Iranian Journalist Provides Insider's View from Tehran
Iran's president, Mahmoud Ahmadinejad, was in the headlines several times this week, after Ahmadinejad said on Thursday that he is open to what he described as "new conditions" to resolve the nuclear standoff with the West. His statement came just days after Iran said that it may be willing to suspend enrichment.
Iranian journalist Maziar Bahari -- who is Newsweek magazine's Iranian correspondent -- said Iranians were relieved at the small sign of hope that the standoff could be resolved. "People are just happy that there won't be a war, that the country will not be attacked...like Iraq was invaded," Bahari told NOW's Maria Hinojosa in a web-exclusive audio interview from his home in Tehran.
Bahari said the main concern for Iran's future lies not in its nuclear standoff or relationship with the West but in the survival of its economy. "I'm mostly worried about what's happening inside the country, that the government is just intoxicated on oil money, and people are just apathetic at the moment," Bahari said.
Bahari argues that Ahmadinejad and President Bush have more in common than most people would think. "I think they're very similar people. They're both very provincial politicians," he said. Bahari believes both Bush and Ahmadinejad lack a broad world vision of the world, including a solid knowledge of historical events. "I don't think that your president really has a much better perception of the world and what's going on in the world either," he said of Bush.
Bahari also drew several similarities between the U.S. and Iran. When asked if his phone was tapped, Bahari said it was a distinct possibility, but added that he believed American government officials listen in on conversations more than Iranians do.
"What I'm hearing from my friends in the U.S. is that, especially the Muslims, that they say that all their conversations are tapped, and they are always asked to go to the FBI offices, for no good reason," Bahari said.

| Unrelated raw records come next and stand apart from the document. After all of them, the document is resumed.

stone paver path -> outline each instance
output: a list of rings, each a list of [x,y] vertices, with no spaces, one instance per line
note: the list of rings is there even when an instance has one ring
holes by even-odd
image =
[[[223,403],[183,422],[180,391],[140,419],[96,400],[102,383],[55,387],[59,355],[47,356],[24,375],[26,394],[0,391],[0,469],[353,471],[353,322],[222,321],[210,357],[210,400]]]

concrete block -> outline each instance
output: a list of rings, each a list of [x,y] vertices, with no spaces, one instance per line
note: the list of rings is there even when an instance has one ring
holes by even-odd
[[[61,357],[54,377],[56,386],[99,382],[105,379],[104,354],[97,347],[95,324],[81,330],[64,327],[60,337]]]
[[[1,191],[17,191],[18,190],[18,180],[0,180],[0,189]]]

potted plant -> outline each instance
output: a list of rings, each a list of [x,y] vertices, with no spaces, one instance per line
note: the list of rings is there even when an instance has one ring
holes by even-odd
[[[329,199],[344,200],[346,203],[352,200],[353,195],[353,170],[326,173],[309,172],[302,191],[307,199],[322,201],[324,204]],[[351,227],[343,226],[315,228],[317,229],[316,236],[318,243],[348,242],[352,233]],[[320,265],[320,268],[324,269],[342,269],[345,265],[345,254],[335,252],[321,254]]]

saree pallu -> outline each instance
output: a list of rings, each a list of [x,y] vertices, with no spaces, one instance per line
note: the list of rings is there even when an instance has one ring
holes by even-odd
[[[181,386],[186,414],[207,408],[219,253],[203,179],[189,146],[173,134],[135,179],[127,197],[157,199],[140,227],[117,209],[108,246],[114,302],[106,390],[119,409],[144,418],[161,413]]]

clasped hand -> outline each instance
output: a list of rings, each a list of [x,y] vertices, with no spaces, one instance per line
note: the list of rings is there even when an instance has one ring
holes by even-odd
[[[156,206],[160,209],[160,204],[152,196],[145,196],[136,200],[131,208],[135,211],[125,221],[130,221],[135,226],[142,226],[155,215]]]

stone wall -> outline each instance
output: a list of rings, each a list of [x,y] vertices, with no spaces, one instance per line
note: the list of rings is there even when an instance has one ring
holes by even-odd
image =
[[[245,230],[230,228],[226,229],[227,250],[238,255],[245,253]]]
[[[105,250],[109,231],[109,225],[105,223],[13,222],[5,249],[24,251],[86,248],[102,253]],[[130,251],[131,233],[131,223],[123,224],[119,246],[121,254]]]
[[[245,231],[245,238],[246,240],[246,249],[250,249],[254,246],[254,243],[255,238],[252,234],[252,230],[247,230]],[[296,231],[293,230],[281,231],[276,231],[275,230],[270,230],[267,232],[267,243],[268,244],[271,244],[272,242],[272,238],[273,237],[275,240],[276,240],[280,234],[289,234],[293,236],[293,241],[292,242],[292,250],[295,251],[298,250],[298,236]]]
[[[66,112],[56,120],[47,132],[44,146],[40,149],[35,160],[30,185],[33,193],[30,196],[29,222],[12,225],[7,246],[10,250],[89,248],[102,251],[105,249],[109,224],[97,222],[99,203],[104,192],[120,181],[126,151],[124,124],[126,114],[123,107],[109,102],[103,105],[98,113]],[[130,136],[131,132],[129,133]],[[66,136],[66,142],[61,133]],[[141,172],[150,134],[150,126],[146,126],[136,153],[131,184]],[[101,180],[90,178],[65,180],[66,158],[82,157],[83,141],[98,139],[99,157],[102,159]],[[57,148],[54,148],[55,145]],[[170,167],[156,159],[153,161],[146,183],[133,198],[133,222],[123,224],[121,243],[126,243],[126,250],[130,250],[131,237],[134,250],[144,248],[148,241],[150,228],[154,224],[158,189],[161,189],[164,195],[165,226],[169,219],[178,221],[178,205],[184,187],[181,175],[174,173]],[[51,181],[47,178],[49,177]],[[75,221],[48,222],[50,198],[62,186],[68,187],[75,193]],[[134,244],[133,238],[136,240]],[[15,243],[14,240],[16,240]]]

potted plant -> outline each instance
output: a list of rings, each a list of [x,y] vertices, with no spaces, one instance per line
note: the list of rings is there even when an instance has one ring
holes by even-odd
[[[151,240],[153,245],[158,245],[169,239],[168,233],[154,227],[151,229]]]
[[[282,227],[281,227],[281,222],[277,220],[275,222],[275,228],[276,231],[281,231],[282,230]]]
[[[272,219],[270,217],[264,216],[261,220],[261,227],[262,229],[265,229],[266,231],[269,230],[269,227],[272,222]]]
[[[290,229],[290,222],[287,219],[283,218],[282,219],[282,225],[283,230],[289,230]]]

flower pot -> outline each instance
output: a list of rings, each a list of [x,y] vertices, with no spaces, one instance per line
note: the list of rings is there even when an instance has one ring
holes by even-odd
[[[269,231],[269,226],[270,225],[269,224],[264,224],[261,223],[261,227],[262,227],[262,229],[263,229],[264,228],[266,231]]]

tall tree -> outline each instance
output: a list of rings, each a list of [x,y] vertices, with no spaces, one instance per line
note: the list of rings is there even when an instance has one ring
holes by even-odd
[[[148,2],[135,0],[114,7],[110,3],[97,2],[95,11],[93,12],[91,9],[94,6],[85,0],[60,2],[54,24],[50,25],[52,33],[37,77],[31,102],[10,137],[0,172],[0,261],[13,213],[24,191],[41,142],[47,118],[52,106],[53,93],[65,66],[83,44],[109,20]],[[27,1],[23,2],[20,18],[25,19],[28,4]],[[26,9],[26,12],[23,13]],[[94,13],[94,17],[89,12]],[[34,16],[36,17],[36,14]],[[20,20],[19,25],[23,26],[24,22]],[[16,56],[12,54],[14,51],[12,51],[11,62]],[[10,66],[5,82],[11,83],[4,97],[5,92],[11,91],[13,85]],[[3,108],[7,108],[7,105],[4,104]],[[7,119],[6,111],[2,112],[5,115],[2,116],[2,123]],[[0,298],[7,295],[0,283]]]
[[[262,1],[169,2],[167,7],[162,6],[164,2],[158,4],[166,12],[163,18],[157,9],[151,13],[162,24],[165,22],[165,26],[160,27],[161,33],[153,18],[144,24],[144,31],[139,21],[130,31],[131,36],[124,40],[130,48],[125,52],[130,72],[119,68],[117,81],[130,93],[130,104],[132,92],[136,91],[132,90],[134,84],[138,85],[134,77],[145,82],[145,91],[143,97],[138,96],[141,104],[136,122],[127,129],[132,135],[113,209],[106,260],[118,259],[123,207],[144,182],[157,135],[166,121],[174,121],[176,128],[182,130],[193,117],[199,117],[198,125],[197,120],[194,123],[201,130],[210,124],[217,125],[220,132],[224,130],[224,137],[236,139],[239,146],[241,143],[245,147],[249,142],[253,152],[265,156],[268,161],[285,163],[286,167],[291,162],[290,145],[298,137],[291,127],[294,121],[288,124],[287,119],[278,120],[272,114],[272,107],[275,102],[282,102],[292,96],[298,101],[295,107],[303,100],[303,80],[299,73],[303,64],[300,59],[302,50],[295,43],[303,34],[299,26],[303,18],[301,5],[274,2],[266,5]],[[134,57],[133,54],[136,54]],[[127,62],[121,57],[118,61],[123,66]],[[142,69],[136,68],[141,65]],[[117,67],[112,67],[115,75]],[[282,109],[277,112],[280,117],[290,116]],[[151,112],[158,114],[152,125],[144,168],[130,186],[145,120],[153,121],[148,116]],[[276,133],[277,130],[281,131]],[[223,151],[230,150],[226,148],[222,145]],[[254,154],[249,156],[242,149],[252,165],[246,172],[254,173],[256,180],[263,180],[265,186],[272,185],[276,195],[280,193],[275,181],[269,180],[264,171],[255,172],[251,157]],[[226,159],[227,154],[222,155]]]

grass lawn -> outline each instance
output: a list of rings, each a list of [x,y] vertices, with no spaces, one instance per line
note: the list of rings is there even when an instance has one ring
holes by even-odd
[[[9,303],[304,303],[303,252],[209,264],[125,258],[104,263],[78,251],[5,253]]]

He believes the two countries are strong faith-based cultures and "maybe Iran and America are the two most religious countries in the world," Bahari said.
The U.S. is pushing forward for a new U.N. Security Council resolution to put economic sanctions on Iran. European countries, as well as China and Russia, favor more talks with Iran before moving ahead with sanctions, despite the passing of the Security Council's Aug. 31 deadline for Iran to freeze work on developing enrichment technology.
Iran, which holds nine percent of the worlds oil reserves, says it needs uranium enrichment to produce fuel for nuclear reactors that would generate electricity. Enrichment can also create material for atomic bombs and the U.S. and other countries suspect that is Tehran's real goal.
Meanwhile, the U.N.'s nuclear watchdog has protested to the U.S. government over a report on Iran's nuclear program, calling it "misleading".
About Maziar Bahari
Bahari was born in Tehran, Iran. He studied communications at Concordia University in Montreal before making his first film "The Voyage of the Saint Louis" about the fatal voyage of more than 900 German Jewish refugees in 1939. Bahari has since worked as a filmmaker and journalist.
Since the beginning of the Iraqi war, Bahari has reported from Iraq and produced several documentaries about the conflict. He is Newsweek magazine's Iran correspondent.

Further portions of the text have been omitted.